You're five months pregnant. Take care of yourself and your baby.
[QUOTE] Screen Name: I don't remember exactly afaircloth925 I think Age: 24 Significant Other's Age: 29 What You Do: Assistant manager for a Dental office What SO Does: Overseas contractor State of Relationship: Dating/ living together How Long You've Been Together: 8 months How You Met: I stalked him :-)...I knew about him through a mutual friend, saw him at a bar one night, introduced myself, then one thing led to another :-) Wedding Date (if you're engaged/married): not yet :-( Real Babies: 20 weeks pregnant with both of our firsts Fur Babies: Deuce, our boxer and Jack, our Jack Russell Loves: feeling accomplished and independent Hates: negativity and cockiness Pet Peeves: people who think people owe them something or people who think they're better than others Hobbies/Activities: listening to music, movies, reading Favorite Thing About Your SO: I have alot!
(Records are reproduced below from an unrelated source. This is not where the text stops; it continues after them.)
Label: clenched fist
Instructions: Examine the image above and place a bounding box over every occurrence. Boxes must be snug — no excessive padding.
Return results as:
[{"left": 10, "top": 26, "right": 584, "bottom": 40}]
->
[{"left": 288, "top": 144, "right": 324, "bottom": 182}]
His smile, his eyes, his drive, the way he loves me. Least Favorite Thing About Your SO: he smokes but is gonna quit by the time the baby comes Describe Your Personality: tenderhearted at times but mainly a jokester Snark Level (1 [low snark] - 10 [high snark]): I'm not real sure what that means I've Been On TK Since: Like 3 weeks ago How You Came to Be On TK: Checking out baby websites...ran along the bump How I like my potatoes: Any way except raw Favorite book/author: Nicholas Sparks Tell Us Something Interesting About Yourself: I've never been on a plane
Posted by afaircloth925[/QUOTE]
Ditto what PPs have said. Also, you're 24 and have known this guy for less than a year. Please don't rush into marriage and DEFINITELY do not plan a wedding that you're both not in agreement with.
I agree with the PP's. Don't worry about wedding plans. Worry about paying the bills and taking care of your unborn child. They are more important than trying to plan a wedding when you're not even engaged. Take it one step at a time.